Fehlende Arbeitskräfte

In einem Worst-Case-Szenario mit einem Jahr Abschiebehaft explodieren die Kosten auf eine Billion Dollar. Realistischer sei aber, dass Kriminelle wohl tatsächlich innert drei Tagen abgefertigt werden könnten, während bei Familien eher von 30 Tagen ausgegangen werden müsste, so McBeth. Und dann könnte es eben auch noch Fälle ergeben, in denen der Vorgang tatsächlich ein Jahr dauert.

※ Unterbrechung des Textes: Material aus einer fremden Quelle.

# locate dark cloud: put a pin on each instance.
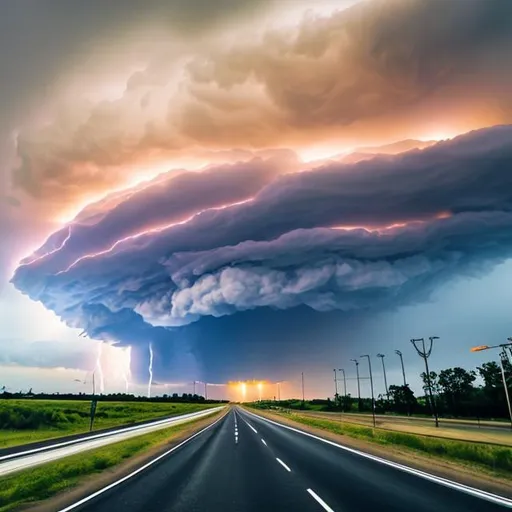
(430, 215)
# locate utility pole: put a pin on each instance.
(358, 385)
(371, 386)
(335, 388)
(385, 378)
(425, 354)
(344, 381)
(503, 360)
(303, 400)
(399, 354)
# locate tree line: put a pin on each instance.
(111, 397)
(454, 391)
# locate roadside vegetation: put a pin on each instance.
(455, 396)
(492, 458)
(47, 480)
(25, 421)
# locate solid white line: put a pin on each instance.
(283, 464)
(320, 500)
(104, 434)
(253, 429)
(494, 498)
(137, 471)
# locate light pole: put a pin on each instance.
(344, 387)
(503, 359)
(382, 356)
(425, 354)
(303, 400)
(335, 388)
(399, 354)
(358, 385)
(371, 385)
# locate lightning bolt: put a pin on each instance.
(150, 369)
(151, 231)
(99, 367)
(28, 261)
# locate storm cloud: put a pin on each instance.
(394, 66)
(361, 237)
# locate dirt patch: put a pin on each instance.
(445, 469)
(93, 483)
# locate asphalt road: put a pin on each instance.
(48, 443)
(34, 457)
(245, 463)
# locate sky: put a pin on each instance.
(248, 190)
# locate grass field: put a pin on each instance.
(446, 430)
(49, 479)
(494, 459)
(26, 421)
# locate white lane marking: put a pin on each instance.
(253, 429)
(283, 464)
(139, 470)
(494, 498)
(320, 500)
(37, 459)
(104, 434)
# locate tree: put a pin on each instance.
(403, 398)
(457, 386)
(491, 375)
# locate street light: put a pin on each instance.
(425, 354)
(344, 381)
(358, 385)
(503, 358)
(382, 356)
(371, 385)
(335, 387)
(399, 354)
(302, 380)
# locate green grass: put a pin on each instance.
(49, 479)
(494, 458)
(26, 421)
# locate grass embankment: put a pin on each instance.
(495, 459)
(27, 421)
(45, 481)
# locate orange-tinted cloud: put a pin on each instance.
(377, 72)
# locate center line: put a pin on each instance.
(253, 429)
(320, 500)
(284, 465)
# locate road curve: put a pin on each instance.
(18, 461)
(244, 462)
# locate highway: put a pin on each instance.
(31, 457)
(243, 462)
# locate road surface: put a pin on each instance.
(18, 461)
(245, 463)
(47, 443)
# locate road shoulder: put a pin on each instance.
(445, 469)
(92, 483)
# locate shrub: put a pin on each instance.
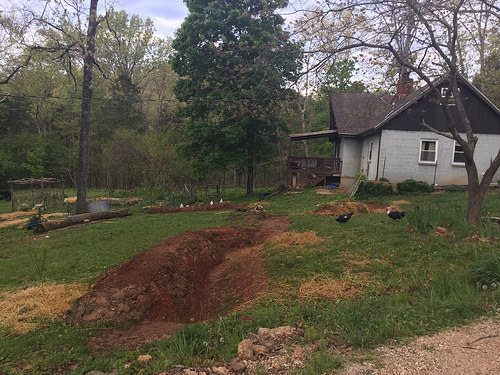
(411, 186)
(372, 189)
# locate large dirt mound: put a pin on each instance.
(190, 277)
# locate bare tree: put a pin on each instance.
(430, 50)
(55, 27)
(83, 156)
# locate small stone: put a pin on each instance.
(284, 331)
(269, 344)
(144, 358)
(252, 336)
(264, 333)
(259, 349)
(237, 365)
(245, 350)
(299, 354)
(220, 370)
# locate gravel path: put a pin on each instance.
(469, 350)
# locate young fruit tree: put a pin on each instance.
(235, 61)
(426, 39)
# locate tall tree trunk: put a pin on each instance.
(83, 156)
(250, 179)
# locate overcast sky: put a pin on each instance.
(168, 15)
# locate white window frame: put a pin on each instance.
(428, 162)
(451, 99)
(454, 151)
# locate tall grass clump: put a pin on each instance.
(369, 189)
(485, 271)
(428, 218)
(411, 186)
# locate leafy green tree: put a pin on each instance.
(234, 60)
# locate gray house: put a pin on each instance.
(384, 136)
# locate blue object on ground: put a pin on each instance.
(34, 224)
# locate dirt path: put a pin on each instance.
(468, 350)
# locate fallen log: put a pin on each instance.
(79, 219)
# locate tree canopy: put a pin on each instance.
(234, 60)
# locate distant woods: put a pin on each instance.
(217, 102)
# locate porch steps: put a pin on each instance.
(354, 188)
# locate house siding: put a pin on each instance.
(400, 150)
(369, 167)
(350, 151)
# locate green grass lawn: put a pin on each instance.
(411, 281)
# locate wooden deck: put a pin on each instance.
(314, 170)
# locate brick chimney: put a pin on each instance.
(404, 87)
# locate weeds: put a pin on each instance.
(38, 259)
(485, 271)
(321, 362)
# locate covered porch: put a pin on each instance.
(313, 171)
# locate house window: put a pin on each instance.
(458, 154)
(428, 151)
(451, 99)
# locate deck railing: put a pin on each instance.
(316, 166)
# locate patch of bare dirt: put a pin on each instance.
(194, 276)
(22, 309)
(323, 191)
(340, 208)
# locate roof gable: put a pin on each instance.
(357, 114)
(352, 113)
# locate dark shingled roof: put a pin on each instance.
(355, 113)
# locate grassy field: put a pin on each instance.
(404, 280)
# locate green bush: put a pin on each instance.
(411, 186)
(372, 189)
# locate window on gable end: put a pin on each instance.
(458, 155)
(428, 151)
(451, 99)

Fehlt es den USA bald an Arbeitskraft? Im Bild: Landarbeiter in Homestead, Florida.
Fehlt es den USA bald an Arbeitskraft? Im Bild: Landarbeiter in Homestead, Florida.
Bild: Keystone

Nicht eingepreist ist dabei, dass jene illegal Eingereisten indirekte Steuern zahlen, etwa wenn sie einkaufen oder tanken. Diese Menschen fehlen zudem als Arbeitskraft, wenn sie abgeschoben werden: Das könnte zu einem Problem für Bauern werden, denen Erntehelfer fehlen, oder für Baufirmen, die keine Mitarbeitenden finden.

Gibt es eine Alternative zu diesen Kosten? Was Donald Trump tun könnte, ist eine Amnestie für jene papierlosen Migranten erlassen, die nicht kriminell geworden sind.